今朝のカフェボンボンは、珠玉のメルヘン『ひぐれのラッパ』。
夢と現実の境界を描く、安房直子の傑作童話集。
秋の日曜日の読書には、郷愁を誘う物語が似合います。
愛らしい刺繍の挿し絵とともにお楽しみください。
『ひぐれのラッパ』
著者:安房直子/絵:MICAO
出版社:福音館書店
“ひぐれのラッパ”は、おとうふ屋さんが鳴らすラッパのこと。
幼い頃のこと。もめん一丁くださいと言うと、おとうふ屋さんは大きな手でとうふをつるんとボールに入れてくれた。夕暮れ時にだんだんと近づいてくるラッパの音は、子ども心にも少しもの悲しい。もうすぐ楽しい夕食やテレビが待っているのだけれど……。

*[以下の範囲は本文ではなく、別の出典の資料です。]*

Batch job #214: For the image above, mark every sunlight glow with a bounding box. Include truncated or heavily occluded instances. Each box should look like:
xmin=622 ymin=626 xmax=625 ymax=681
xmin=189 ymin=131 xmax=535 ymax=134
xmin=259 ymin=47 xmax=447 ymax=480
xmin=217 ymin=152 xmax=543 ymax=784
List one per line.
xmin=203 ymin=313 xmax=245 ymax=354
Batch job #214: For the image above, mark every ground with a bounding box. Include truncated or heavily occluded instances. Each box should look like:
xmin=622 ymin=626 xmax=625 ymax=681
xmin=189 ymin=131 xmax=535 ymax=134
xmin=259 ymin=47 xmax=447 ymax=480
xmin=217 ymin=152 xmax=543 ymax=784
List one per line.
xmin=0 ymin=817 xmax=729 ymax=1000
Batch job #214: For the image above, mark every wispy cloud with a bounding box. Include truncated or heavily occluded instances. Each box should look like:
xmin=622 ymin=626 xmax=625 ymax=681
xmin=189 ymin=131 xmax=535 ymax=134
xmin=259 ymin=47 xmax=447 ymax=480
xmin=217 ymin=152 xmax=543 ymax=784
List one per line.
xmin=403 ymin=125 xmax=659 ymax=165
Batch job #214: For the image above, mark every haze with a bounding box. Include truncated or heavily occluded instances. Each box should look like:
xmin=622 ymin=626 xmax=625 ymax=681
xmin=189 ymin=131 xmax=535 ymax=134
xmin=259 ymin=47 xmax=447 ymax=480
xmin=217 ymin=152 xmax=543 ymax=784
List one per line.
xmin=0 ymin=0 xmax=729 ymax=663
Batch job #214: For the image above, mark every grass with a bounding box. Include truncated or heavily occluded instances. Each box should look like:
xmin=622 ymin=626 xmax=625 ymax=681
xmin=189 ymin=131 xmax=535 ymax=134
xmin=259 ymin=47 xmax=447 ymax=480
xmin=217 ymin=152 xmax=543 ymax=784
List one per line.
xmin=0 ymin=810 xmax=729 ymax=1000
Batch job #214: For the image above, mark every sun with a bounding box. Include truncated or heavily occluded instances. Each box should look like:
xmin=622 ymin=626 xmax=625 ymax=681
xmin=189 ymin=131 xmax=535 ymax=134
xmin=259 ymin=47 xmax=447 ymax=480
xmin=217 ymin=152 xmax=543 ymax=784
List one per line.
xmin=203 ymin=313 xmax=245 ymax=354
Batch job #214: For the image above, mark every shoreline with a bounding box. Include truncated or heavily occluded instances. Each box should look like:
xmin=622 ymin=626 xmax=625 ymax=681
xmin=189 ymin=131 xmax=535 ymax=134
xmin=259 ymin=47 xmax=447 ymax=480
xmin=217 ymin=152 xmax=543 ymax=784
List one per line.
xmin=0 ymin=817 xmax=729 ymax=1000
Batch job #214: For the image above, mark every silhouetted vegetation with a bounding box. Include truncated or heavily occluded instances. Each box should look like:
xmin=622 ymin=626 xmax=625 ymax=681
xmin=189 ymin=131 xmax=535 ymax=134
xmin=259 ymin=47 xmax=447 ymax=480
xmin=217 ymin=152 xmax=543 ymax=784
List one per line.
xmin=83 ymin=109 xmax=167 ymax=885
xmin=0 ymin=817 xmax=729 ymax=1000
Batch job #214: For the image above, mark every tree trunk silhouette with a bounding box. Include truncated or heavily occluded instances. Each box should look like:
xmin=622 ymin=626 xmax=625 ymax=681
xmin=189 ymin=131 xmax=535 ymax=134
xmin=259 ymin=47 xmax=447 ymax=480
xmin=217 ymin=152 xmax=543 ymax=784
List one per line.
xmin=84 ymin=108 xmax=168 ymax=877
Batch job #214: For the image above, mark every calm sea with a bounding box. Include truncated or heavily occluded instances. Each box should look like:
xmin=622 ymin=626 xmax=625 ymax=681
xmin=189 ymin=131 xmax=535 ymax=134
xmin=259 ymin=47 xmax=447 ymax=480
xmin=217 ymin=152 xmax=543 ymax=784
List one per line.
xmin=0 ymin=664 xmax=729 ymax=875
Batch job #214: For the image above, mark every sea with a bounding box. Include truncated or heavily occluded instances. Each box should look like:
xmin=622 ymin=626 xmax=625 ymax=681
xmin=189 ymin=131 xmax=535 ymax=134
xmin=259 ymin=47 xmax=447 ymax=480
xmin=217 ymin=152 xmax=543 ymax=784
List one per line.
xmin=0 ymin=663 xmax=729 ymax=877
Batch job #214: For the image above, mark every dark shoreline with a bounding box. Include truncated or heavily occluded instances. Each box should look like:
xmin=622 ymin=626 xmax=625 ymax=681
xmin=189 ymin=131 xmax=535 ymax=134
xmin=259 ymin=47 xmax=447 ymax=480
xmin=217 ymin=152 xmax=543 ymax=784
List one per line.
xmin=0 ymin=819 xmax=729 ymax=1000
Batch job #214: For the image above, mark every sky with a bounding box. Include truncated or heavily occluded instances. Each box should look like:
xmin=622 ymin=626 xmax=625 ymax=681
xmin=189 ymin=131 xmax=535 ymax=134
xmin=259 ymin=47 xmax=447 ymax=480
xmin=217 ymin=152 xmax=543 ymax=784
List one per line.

「ひぐれのラッパ」のなかで、子どもたちがこう言う場面があるんです。
「草の上にねころがって、ラッパを聞くの、だーいすきです」
「そうすると、夕焼け空が、くらんとまわるんです」
何かの拍子に、見慣れた景色が違って見える瞬間がありませんか? ここにもそんな風景が広がっていて、小さなねずみや子ぎつねが、夢の世界の入り口へあなたをそっと手招きます。
猫やうさぎたちが言葉を話すのがちっとも不思議じゃないような、それでいて足もとがふわふわするような7つの物語。現実と幻想の境界を行き来できる気がしてきます。国語の教科書の『きつねの窓』を懐かしく思い出す方もいるかもしれませんね。
本書の「朝時間」は、のら猫が招待状を届けてきた日曜日の朝。「猫の結婚式」での出来事です。本のお供には、おとぎ話にぴったりのクレーム・ブリュレはいかがでしょう。